Avrupa’da geleneksel bir kültür ve sosyal yaşam, ayrıca yaşamı düzenleyen etkili kanunlar var. Yeni katılımcılar toplumun bir parçası olmayı baştan kabul ederek o ülkenin kurallarına uyuyorlar tersi durumda zorlanıyorlar. Ülkelerde belki bir miktar kalite bozuluyor ama genede bir standartta buluşuyorlar.Kontrollu büyümeyi sağlayamayan ülkeler sosyal sorunlar yaşıyorlar aslında sorun genelde ülkenin kendi insanlarından kaynaklanıyor çünkü göç edenler elindeki imkanı kaybetmek istemiyorlar. Unutulmamalı ki göçler hep fakir ülkelerden zengin ülkelere oluyor.

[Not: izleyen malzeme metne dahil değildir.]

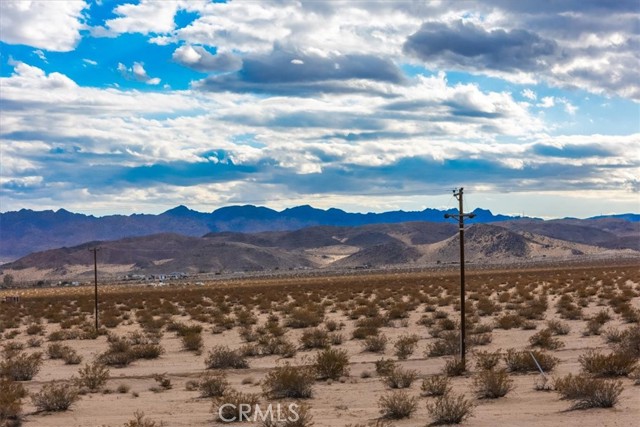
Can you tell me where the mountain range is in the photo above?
[0,205,640,262]
[1,207,640,281]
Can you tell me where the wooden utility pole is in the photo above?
[444,187,476,369]
[89,248,100,332]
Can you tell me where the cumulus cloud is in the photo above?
[404,21,558,72]
[0,0,88,52]
[173,45,242,72]
[118,62,160,86]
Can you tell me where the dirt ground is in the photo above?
[0,265,640,427]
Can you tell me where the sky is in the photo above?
[0,0,640,218]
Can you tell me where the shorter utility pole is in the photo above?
[444,187,476,369]
[89,248,100,332]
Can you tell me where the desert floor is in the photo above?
[0,262,640,427]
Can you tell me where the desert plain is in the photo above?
[0,259,640,427]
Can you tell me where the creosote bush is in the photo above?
[554,374,623,409]
[262,363,315,399]
[204,345,249,369]
[313,348,349,380]
[427,393,474,425]
[31,382,79,412]
[378,390,418,420]
[473,369,513,399]
[420,375,451,396]
[76,360,109,393]
[0,353,42,381]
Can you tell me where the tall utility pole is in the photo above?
[89,248,100,332]
[444,187,476,367]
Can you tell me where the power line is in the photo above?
[444,187,476,370]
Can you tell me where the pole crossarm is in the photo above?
[444,187,476,369]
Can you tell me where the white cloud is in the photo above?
[536,96,556,108]
[522,89,538,101]
[118,62,161,86]
[0,0,88,52]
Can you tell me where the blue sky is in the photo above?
[0,0,640,217]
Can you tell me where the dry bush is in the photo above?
[31,382,79,412]
[76,360,109,393]
[427,393,474,425]
[393,334,420,360]
[195,372,229,397]
[375,359,396,376]
[529,329,564,350]
[578,350,638,377]
[124,411,163,427]
[420,375,451,396]
[382,367,418,388]
[262,363,315,399]
[0,377,27,426]
[300,328,329,350]
[211,389,260,423]
[362,334,389,353]
[546,319,571,335]
[443,357,467,377]
[0,353,42,381]
[180,331,202,353]
[473,369,513,399]
[204,345,249,369]
[473,350,502,370]
[314,348,349,380]
[378,391,418,420]
[554,374,623,409]
[504,348,560,372]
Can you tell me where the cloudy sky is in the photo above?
[0,0,640,217]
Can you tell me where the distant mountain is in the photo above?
[1,220,640,281]
[0,205,514,261]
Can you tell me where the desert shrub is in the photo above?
[427,393,474,425]
[393,335,419,360]
[314,348,349,380]
[382,367,418,388]
[150,373,173,392]
[529,329,564,350]
[425,331,460,357]
[124,411,162,427]
[473,369,513,399]
[420,375,451,396]
[578,350,637,377]
[547,319,571,335]
[0,377,27,426]
[195,372,229,397]
[262,363,315,399]
[375,359,396,376]
[212,389,260,422]
[378,391,418,420]
[26,323,44,335]
[362,334,388,353]
[0,353,42,381]
[204,345,249,369]
[285,308,324,328]
[180,332,202,353]
[496,314,524,330]
[554,374,623,409]
[444,357,467,377]
[300,328,329,349]
[504,348,560,372]
[31,382,79,412]
[473,350,502,370]
[76,361,109,392]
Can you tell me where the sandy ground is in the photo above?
[0,264,640,427]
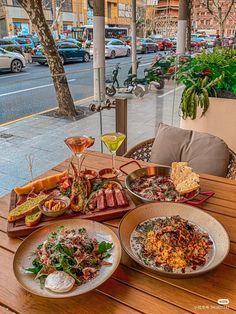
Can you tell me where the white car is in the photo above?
[89,39,131,59]
[0,48,25,73]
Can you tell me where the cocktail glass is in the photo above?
[101,132,126,174]
[64,136,94,174]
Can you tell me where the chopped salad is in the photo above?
[25,226,113,288]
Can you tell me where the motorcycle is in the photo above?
[105,63,145,97]
[106,57,165,97]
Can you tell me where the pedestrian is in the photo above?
[214,35,222,47]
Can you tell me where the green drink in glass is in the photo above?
[101,132,126,174]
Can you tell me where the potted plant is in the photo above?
[177,48,236,151]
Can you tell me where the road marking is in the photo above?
[0,79,76,97]
[139,62,152,67]
[0,96,93,128]
[0,72,30,80]
[157,86,184,98]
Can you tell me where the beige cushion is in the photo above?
[150,123,229,177]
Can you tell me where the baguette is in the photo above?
[25,210,43,227]
[14,171,67,195]
[7,194,48,222]
[171,162,200,195]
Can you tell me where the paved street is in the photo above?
[0,53,166,123]
[0,81,182,195]
[0,49,182,195]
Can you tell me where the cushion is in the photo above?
[150,123,229,177]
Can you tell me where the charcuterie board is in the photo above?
[7,190,136,238]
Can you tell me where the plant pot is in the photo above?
[180,97,236,152]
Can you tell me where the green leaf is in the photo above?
[25,267,42,275]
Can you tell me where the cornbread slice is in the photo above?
[25,209,43,227]
[171,162,199,195]
[7,194,48,222]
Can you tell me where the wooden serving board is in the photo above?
[7,190,136,238]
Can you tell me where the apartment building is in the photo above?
[0,0,132,37]
[0,0,83,36]
[192,0,236,36]
[146,0,179,37]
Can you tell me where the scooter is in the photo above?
[106,57,165,97]
[105,63,145,97]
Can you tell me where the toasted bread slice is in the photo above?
[171,162,199,195]
[7,194,48,222]
[14,171,67,195]
[25,209,43,227]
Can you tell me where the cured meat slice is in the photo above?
[104,189,116,207]
[114,189,129,206]
[97,190,106,210]
[89,193,97,210]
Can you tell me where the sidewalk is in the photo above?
[0,82,182,196]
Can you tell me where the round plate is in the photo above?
[13,219,121,298]
[119,202,230,278]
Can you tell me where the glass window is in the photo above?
[12,0,20,7]
[58,43,78,49]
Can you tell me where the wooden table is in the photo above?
[0,152,236,314]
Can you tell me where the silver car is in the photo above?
[89,38,131,59]
[0,48,25,73]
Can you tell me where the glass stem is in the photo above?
[111,152,116,173]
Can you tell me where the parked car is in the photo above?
[149,34,163,41]
[0,38,22,54]
[17,34,40,47]
[153,38,174,51]
[0,48,25,73]
[136,38,158,53]
[14,37,35,50]
[60,38,82,47]
[32,42,90,65]
[89,39,131,59]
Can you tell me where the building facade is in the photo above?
[0,0,132,37]
[145,0,179,37]
[192,0,236,36]
[0,0,78,36]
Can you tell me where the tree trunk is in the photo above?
[18,0,76,117]
[219,22,225,40]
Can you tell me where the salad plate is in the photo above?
[13,218,121,298]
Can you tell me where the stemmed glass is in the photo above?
[101,132,126,174]
[64,136,94,174]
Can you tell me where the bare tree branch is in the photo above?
[204,0,214,15]
[222,0,236,23]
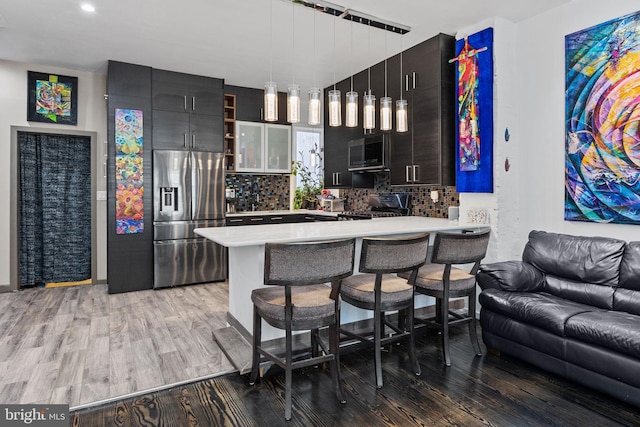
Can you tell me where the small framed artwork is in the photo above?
[27,71,78,125]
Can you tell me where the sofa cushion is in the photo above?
[522,230,626,286]
[619,242,640,292]
[476,261,544,292]
[544,275,616,310]
[613,288,640,316]
[565,311,640,358]
[480,289,595,336]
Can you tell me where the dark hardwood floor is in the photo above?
[71,328,640,427]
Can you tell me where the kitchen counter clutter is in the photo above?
[195,217,488,341]
[226,209,338,218]
[225,209,338,227]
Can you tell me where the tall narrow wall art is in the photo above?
[450,28,493,193]
[564,12,640,224]
[115,108,144,234]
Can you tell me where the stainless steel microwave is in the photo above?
[349,134,389,171]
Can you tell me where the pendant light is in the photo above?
[287,3,300,123]
[329,16,342,127]
[362,21,376,133]
[380,28,393,130]
[396,34,409,132]
[344,20,358,128]
[264,0,278,122]
[309,10,322,126]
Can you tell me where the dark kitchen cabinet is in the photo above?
[225,85,289,125]
[390,34,455,186]
[152,70,224,152]
[152,69,224,116]
[105,61,153,294]
[324,70,375,188]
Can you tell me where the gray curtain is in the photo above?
[18,132,91,287]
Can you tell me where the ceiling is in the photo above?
[0,0,572,91]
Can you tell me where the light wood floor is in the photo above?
[0,282,234,408]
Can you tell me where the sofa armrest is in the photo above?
[476,261,544,292]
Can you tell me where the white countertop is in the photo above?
[225,209,340,218]
[195,217,488,248]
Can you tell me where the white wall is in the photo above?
[457,0,640,262]
[0,60,107,285]
[517,0,640,246]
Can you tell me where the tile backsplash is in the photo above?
[225,172,460,218]
[340,172,460,218]
[225,174,290,212]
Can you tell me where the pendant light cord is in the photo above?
[349,19,353,92]
[291,3,296,84]
[313,10,317,88]
[384,26,387,98]
[400,33,403,101]
[333,11,336,90]
[367,20,371,95]
[269,0,273,81]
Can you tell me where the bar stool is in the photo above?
[249,239,355,420]
[401,230,491,366]
[340,233,429,388]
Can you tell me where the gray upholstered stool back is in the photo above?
[431,230,491,264]
[264,239,355,285]
[360,233,429,273]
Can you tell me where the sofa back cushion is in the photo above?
[619,242,640,291]
[613,242,640,316]
[522,230,626,309]
[522,230,626,286]
[543,274,616,310]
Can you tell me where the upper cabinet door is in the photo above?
[188,76,224,116]
[264,124,291,173]
[189,114,224,153]
[152,110,191,150]
[153,69,224,116]
[235,121,264,172]
[152,69,190,113]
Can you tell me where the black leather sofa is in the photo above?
[477,231,640,406]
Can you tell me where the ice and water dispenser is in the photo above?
[160,187,178,212]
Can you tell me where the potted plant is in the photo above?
[291,150,324,209]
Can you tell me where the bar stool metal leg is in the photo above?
[249,307,262,385]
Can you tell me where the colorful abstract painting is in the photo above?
[456,38,486,171]
[564,12,640,224]
[452,28,493,193]
[27,71,78,125]
[115,108,144,234]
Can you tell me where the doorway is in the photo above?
[10,127,96,290]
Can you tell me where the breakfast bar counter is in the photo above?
[195,216,487,341]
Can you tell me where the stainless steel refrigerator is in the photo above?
[153,150,227,289]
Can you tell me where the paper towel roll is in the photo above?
[449,206,460,221]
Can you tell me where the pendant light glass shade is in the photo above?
[344,91,358,128]
[362,91,376,131]
[264,82,278,122]
[287,84,300,123]
[309,87,322,126]
[396,99,409,132]
[380,96,393,130]
[329,89,342,127]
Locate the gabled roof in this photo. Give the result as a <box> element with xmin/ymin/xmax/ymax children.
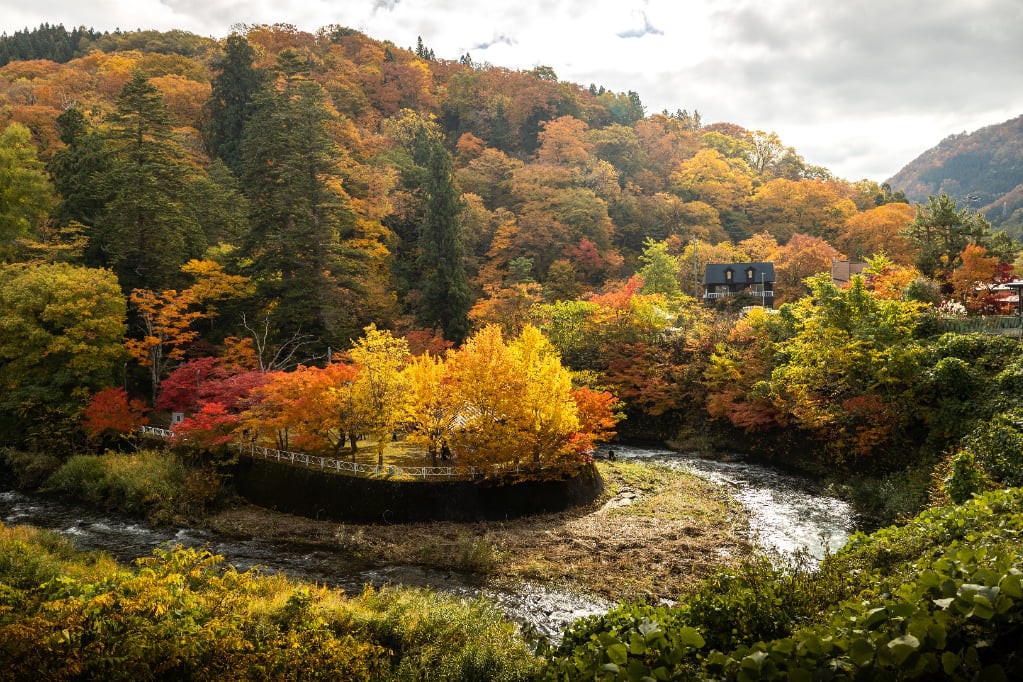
<box><xmin>704</xmin><ymin>263</ymin><xmax>774</xmax><ymax>284</ymax></box>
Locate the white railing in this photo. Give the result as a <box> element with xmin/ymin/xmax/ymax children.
<box><xmin>139</xmin><ymin>426</ymin><xmax>564</xmax><ymax>479</ymax></box>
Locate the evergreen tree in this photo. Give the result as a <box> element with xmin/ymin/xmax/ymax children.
<box><xmin>92</xmin><ymin>72</ymin><xmax>206</xmax><ymax>290</ymax></box>
<box><xmin>418</xmin><ymin>137</ymin><xmax>472</xmax><ymax>342</ymax></box>
<box><xmin>206</xmin><ymin>34</ymin><xmax>266</xmax><ymax>176</ymax></box>
<box><xmin>905</xmin><ymin>192</ymin><xmax>991</xmax><ymax>278</ymax></box>
<box><xmin>242</xmin><ymin>69</ymin><xmax>360</xmax><ymax>347</ymax></box>
<box><xmin>47</xmin><ymin>106</ymin><xmax>109</xmax><ymax>232</ymax></box>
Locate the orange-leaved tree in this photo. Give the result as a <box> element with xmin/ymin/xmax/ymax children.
<box><xmin>82</xmin><ymin>389</ymin><xmax>149</xmax><ymax>442</ymax></box>
<box><xmin>125</xmin><ymin>289</ymin><xmax>202</xmax><ymax>401</ymax></box>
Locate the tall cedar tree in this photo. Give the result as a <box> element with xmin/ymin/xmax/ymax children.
<box><xmin>418</xmin><ymin>138</ymin><xmax>473</xmax><ymax>342</ymax></box>
<box><xmin>47</xmin><ymin>106</ymin><xmax>109</xmax><ymax>233</ymax></box>
<box><xmin>93</xmin><ymin>72</ymin><xmax>206</xmax><ymax>290</ymax></box>
<box><xmin>206</xmin><ymin>34</ymin><xmax>266</xmax><ymax>177</ymax></box>
<box><xmin>242</xmin><ymin>62</ymin><xmax>360</xmax><ymax>346</ymax></box>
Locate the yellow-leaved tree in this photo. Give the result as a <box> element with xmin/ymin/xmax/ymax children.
<box><xmin>447</xmin><ymin>325</ymin><xmax>586</xmax><ymax>465</ymax></box>
<box><xmin>349</xmin><ymin>324</ymin><xmax>409</xmax><ymax>465</ymax></box>
<box><xmin>405</xmin><ymin>354</ymin><xmax>461</xmax><ymax>464</ymax></box>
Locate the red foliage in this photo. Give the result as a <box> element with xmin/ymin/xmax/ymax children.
<box><xmin>572</xmin><ymin>387</ymin><xmax>622</xmax><ymax>444</ymax></box>
<box><xmin>157</xmin><ymin>358</ymin><xmax>266</xmax><ymax>412</ymax></box>
<box><xmin>170</xmin><ymin>403</ymin><xmax>238</xmax><ymax>450</ymax></box>
<box><xmin>82</xmin><ymin>389</ymin><xmax>149</xmax><ymax>440</ymax></box>
<box><xmin>154</xmin><ymin>358</ymin><xmax>217</xmax><ymax>412</ymax></box>
<box><xmin>588</xmin><ymin>275</ymin><xmax>643</xmax><ymax>310</ymax></box>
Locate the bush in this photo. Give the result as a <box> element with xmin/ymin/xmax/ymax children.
<box><xmin>963</xmin><ymin>408</ymin><xmax>1023</xmax><ymax>486</ymax></box>
<box><xmin>46</xmin><ymin>450</ymin><xmax>186</xmax><ymax>522</ymax></box>
<box><xmin>942</xmin><ymin>450</ymin><xmax>990</xmax><ymax>504</ymax></box>
<box><xmin>545</xmin><ymin>489</ymin><xmax>1023</xmax><ymax>680</ymax></box>
<box><xmin>831</xmin><ymin>461</ymin><xmax>933</xmax><ymax>528</ymax></box>
<box><xmin>0</xmin><ymin>448</ymin><xmax>60</xmax><ymax>490</ymax></box>
<box><xmin>0</xmin><ymin>539</ymin><xmax>539</xmax><ymax>682</ymax></box>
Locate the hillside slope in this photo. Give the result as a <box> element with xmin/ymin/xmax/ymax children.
<box><xmin>888</xmin><ymin>116</ymin><xmax>1023</xmax><ymax>238</ymax></box>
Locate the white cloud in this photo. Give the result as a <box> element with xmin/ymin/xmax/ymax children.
<box><xmin>4</xmin><ymin>0</ymin><xmax>1023</xmax><ymax>181</ymax></box>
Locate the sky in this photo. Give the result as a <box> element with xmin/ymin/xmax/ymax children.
<box><xmin>7</xmin><ymin>0</ymin><xmax>1023</xmax><ymax>182</ymax></box>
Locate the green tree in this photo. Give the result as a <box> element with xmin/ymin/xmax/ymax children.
<box><xmin>0</xmin><ymin>263</ymin><xmax>126</xmax><ymax>445</ymax></box>
<box><xmin>242</xmin><ymin>70</ymin><xmax>361</xmax><ymax>346</ymax></box>
<box><xmin>418</xmin><ymin>138</ymin><xmax>473</xmax><ymax>342</ymax></box>
<box><xmin>769</xmin><ymin>274</ymin><xmax>923</xmax><ymax>458</ymax></box>
<box><xmin>637</xmin><ymin>239</ymin><xmax>682</xmax><ymax>299</ymax></box>
<box><xmin>93</xmin><ymin>72</ymin><xmax>206</xmax><ymax>290</ymax></box>
<box><xmin>206</xmin><ymin>34</ymin><xmax>266</xmax><ymax>177</ymax></box>
<box><xmin>48</xmin><ymin>106</ymin><xmax>113</xmax><ymax>235</ymax></box>
<box><xmin>905</xmin><ymin>192</ymin><xmax>991</xmax><ymax>278</ymax></box>
<box><xmin>0</xmin><ymin>123</ymin><xmax>56</xmax><ymax>263</ymax></box>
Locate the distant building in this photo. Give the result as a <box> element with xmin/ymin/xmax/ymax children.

Dünyada günde 2 $ altı para kazanan nufusun az gelişmiş ülkelerdeki oranı % 60 lar seviyesinde. Türkiye gibi  gelişmekte olan ülkelerde zengin – fakir arasındaki gelir karşılaştırması  300 kat bu oran gelişmiş ülkelerde 50 kat. O zaman zengin ülkelere göçmek, çoluk çocuğa daha iyi yaşam sağlamak için  gayret göstermek sürpriz olmamalı.

Bizde durum nasıl? Gerek ekonomik gerekse terör nedeniyle köylerinden  büyük şehirlere göçenler oy peşindeki siyasetçilerin malzemesi oluyorlar. Yetersiz kültür seviyesi ve kanunlar nedeniyle yeni gelenler topluma uyacağına toplumun kendisine uymasını istiyorlar. Kuralları kendileri koymak istiyorlar bu durum doğal olarak  kaos ortamı yaratıyor. Ne yol yetiyor ne alt yapı. Köyünden göçüp İstanbul’un tepesinde devletin arazisini  zaptedip gecekondu yapan insanlarımız 2 nesil sonra kendilerini zenginleşmiş buluyorlar. Unuttuğumuz şey hazine arazisi hepimizin malı  kendi malımıza sahip çıkmıyoruz .Sonunda verilen tapu , getirilen elektrik ,su hizmeti  ve rantlaşma .

İstanbul  senaryosunda  birey , Köln senaryosunda toplum kazanıyor.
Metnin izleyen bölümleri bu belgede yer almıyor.